R. Pougnet, A. Henckes, L. Pougnet, G. Cochard, B. Loddé, F. Dantec, D. Lucas, J-D. Dewitte Archives des maladies professionnelles et de l’environnement, 2014, vol.75, n°6, pp.574-578. Bibliographie
L’oxygénothérapie hyperbare est une thérapeutique qui recourt à un caisson de recompression qui peut être suffisamment large pour autoriser la présence d’un personnel médical ou para-médical pour accompagner les patients durant les séances. Peu de personnes sont concernées en France (23 caissons civils et 3 caissons militaires) mais néanmoins, soumises à de nombreuses expositions professionnelles.

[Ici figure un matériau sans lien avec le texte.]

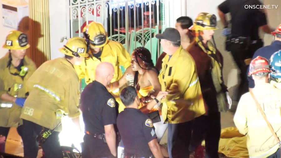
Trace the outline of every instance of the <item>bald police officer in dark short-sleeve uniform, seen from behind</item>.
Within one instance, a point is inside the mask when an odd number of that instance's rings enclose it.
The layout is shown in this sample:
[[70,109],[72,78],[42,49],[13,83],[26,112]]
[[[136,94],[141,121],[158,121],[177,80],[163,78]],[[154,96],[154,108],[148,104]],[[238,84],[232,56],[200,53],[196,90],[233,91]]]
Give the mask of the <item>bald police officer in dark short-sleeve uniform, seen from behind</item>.
[[106,86],[114,75],[109,62],[96,68],[96,79],[81,94],[81,110],[85,123],[82,157],[113,158],[117,156],[116,118],[118,105]]

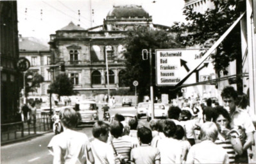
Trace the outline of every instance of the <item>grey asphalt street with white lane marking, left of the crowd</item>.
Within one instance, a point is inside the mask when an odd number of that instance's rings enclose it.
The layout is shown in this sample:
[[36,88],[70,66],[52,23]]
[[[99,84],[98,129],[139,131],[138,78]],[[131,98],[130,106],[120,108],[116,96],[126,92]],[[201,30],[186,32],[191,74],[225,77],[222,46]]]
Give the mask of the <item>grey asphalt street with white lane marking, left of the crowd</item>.
[[[99,106],[100,107],[100,106]],[[110,109],[110,115],[115,113],[136,113],[133,107],[121,107]],[[103,111],[99,108],[99,118],[103,118]],[[142,117],[139,120],[139,124],[148,126],[146,122],[146,117]],[[85,133],[89,139],[92,139],[92,126],[81,125],[76,128],[77,131]],[[25,140],[19,143],[12,143],[10,145],[4,145],[1,147],[1,163],[3,164],[27,164],[27,163],[52,163],[53,156],[47,149],[47,144],[53,138],[54,133],[46,133],[45,135],[32,138],[30,140]]]

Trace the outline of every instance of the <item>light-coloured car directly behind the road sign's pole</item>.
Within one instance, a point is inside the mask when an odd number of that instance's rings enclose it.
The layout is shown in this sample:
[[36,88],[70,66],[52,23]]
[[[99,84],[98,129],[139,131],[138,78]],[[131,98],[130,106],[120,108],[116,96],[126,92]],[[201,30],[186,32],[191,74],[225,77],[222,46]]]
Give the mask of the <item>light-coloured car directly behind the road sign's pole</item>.
[[[152,105],[149,104],[149,108],[147,111],[147,121],[151,120],[152,117]],[[168,106],[162,103],[156,103],[154,104],[154,112],[155,112],[155,119],[167,119],[167,112],[168,112]]]

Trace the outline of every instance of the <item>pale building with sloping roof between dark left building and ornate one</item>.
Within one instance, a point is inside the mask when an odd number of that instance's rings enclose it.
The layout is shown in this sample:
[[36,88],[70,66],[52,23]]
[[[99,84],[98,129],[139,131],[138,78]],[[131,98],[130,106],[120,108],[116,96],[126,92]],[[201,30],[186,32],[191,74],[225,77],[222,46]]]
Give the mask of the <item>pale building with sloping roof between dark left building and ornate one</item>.
[[28,94],[28,99],[37,98],[44,100],[47,97],[47,89],[52,79],[52,70],[49,66],[51,65],[49,47],[33,37],[22,37],[19,35],[19,56],[30,61],[30,69],[28,71],[37,72],[44,78],[44,82],[40,83],[40,87],[36,88],[35,92]]

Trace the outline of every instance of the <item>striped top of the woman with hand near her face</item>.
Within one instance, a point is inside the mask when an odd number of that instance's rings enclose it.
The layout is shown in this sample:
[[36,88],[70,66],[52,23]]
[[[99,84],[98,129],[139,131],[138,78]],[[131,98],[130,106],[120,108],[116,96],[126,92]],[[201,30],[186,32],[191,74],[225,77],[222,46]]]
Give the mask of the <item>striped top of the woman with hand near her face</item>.
[[225,149],[226,153],[228,153],[229,163],[235,163],[235,150],[230,142],[230,139],[225,139],[219,135],[215,143]]

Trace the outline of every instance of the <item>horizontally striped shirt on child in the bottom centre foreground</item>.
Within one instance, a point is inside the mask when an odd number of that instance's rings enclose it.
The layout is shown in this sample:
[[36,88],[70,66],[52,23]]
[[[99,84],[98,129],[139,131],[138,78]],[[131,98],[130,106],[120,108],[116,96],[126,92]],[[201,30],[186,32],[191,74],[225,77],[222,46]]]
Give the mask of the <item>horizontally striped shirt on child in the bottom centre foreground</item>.
[[[123,136],[119,138],[114,138],[112,140],[112,143],[114,145],[114,149],[117,152],[117,154],[120,154],[123,156],[124,160],[128,161],[130,160],[131,151],[132,151],[132,142],[131,140],[128,140],[127,138],[123,138]],[[111,144],[111,143],[110,143]],[[117,155],[115,155],[115,163],[120,163],[120,161],[117,159]]]

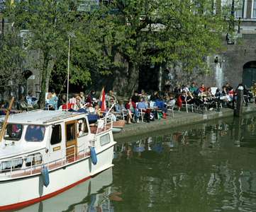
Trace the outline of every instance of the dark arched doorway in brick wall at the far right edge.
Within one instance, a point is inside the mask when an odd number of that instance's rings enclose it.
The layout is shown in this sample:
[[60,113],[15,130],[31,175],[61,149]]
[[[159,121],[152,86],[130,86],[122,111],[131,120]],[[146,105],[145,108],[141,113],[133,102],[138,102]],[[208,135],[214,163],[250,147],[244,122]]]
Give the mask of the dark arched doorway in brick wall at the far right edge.
[[256,61],[250,61],[243,66],[243,86],[250,88],[254,83],[256,83]]

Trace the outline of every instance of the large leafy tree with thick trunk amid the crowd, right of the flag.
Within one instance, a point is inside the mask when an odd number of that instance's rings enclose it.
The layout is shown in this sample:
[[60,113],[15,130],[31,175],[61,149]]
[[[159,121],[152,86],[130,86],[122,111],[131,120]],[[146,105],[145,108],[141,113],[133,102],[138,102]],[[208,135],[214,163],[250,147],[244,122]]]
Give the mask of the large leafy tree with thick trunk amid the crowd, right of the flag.
[[116,21],[113,43],[121,45],[128,61],[128,95],[135,89],[136,66],[178,61],[184,71],[199,69],[208,73],[204,57],[223,48],[219,41],[222,32],[233,35],[230,7],[222,7],[218,1],[113,2],[126,17],[126,24]]

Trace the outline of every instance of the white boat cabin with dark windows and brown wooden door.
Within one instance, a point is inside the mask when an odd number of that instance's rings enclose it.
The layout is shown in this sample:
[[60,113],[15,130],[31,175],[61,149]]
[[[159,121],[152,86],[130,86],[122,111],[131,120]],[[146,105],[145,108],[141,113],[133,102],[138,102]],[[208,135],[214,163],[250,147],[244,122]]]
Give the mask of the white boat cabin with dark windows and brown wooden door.
[[[113,142],[111,126],[89,126],[87,117],[85,113],[45,110],[10,115],[0,143],[0,179],[21,177],[24,172],[31,175],[37,172],[36,166],[62,167],[89,157],[91,147],[101,151]],[[4,116],[0,129],[3,123]]]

Une étude rétrospective par auto-questionnaires a été menée, concernant les accidents survenus chez le personnel des caissons hyperbares en France, entre 2005 et 2011, au cours de séances hyperbares.
12 (46%) des centres de médecine hyperbare ont participé à l’étude pour un total de 73 sujets sur 96 personnes travaillant dans ces caissons. Il s’agissait en majorité d’infirmiers (51%) et de médecins (27%). Le nombre moyen d’expositions hyperbares était de 198,3 par personne pour un total de 8 072.
Il y a eu 30 accidents déclarés ou non : 3 accidents d’exposition au sang, 4 accidents physiques, 20 accidents liés à l’hyperbarie et 3 accidents d’un autre type.
Les accidents liés à l’hyperbarie étaient essentiellement des baro-traumatismes (14 soit 70% des accidents). 3 étaient des accidents de décompressison de type 2 (1 accident neurologique central et 2 accidents de l’oreille interne), 2 étaient des accidents de décompression avec symptômes cutanés et 1 était un accident dentaire.
L’incidence des accidents liée à l’hyperbarie était de 248 pour 100 000 séances en caissons.
Le fait d’être infirmier et de sexe féminin était lié à la survenue des accidents. Il semble donc important de rappeler régulièrement aux personnes travaillant en caisson hyperbare, les risques qu’elles encourent.